11).  Alter the disability tables, based on the changes in these questions on the 2000 form. In addition, look at decreasing the number of age categories used in the cross of disability.

12).  It may be worthwhile to divide the means of transportation into two mode choice groups:
        a) summarized list for selected areas having little public transportation (drive alone/car pool/public transporatation) and
        b) a detailed list for those with multi-faceted public transportation choices (alone/carpool /bus/trolley/taxi/railroad, etc).

Summarizing small response categories may aid in avoiding situations where data would be suppressed. Consolidating means of transportation into fewer categories would diminish "0" counts, thus increasing the average cell size (which may turn out to be a suppression criterion). FTA could provide a list of areas where multiple modes are possible. MPOs would have to ask to be put on the list if not already there.
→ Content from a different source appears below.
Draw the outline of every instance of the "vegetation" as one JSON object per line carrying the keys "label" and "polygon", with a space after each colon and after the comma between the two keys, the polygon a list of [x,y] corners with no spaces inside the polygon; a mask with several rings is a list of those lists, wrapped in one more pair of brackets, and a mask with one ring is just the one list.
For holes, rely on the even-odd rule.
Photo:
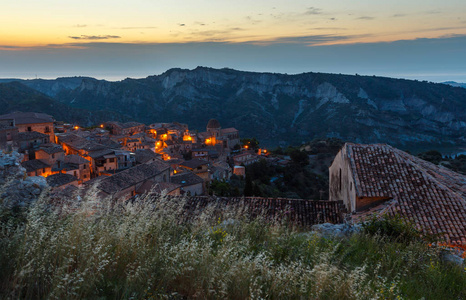
{"label": "vegetation", "polygon": [[437,150],[430,150],[418,154],[419,158],[430,161],[436,165],[445,166],[455,172],[466,175],[466,155],[457,155],[456,157],[442,156]]}
{"label": "vegetation", "polygon": [[0,211],[0,298],[466,298],[466,271],[416,239],[325,238],[209,208],[181,223],[183,201],[89,199]]}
Summarized List (12 Detailed List (18)

Total Total
Drove alone Drove alone
Carpool ­ 2 Carpool ­ 2
Carpool ­ 3 Carpool ­ 3
Carpool ­ 4+ Carpool ­ 4
Transit (all) Carpool ­ 5 or 6
Taxi Carpool ­ 7+
Motorcycle Bus/trolley bus
Bicycle Streetcar/trolley car
Walked Subway/elevated
Other means Railroad
Worked at home Ferryboat
Other means
Worked at home

13).  Are the data needed for standard transportation models used by all the states included? We know some states (e.g., Florida) have been looking at making some changes. Here are the tables from 1990.

1-13 Household size (5) by Number of Workers in Household (6)
1-14 Number of Workers in Household (6) by Household Income (26)
1-17 Household Size (5) by Vehicles Available (9)
1-18 Number of Workers in Household (6) by Vehicles Available (9)
1-20 Vehicles Available (9) by Household Income (26)

14).  The "Hours worked last week" item is no longer on the census questionnaire for 2000.  Should the tables which utilized this data (Part 2/B table 9, Part 1/A tables 28 and 32) be deleted, or do we want similar tables using the "usual hours worked per week, last year" item?

15).  Continue to include the unweighted sample counts of persons and housing units? These items are useful in evaluating data quality (e.g., calculating standard errors) and it is felt we should continue to provide them even if they are not widely used.

16).  Potential new tables:

Part 2/B
household earnings by means of transportation
time of arrival by occupation
time of arrival by industry
means of transportation by occupation
means of transportation by industry
vehicles available per worker
household income per worker by means of transportation

Part 3/C
household income per worker by means of transportation

17).  Ordering or sequencing of the tables within each part. The logic used in 1990 is not apparent and should be changed and/or explained and documented so things are easier to find. For example, put all the control total tables up front, both pop and housing, instead of putting all the housing tables, including the controls, together in the back of Part A/1.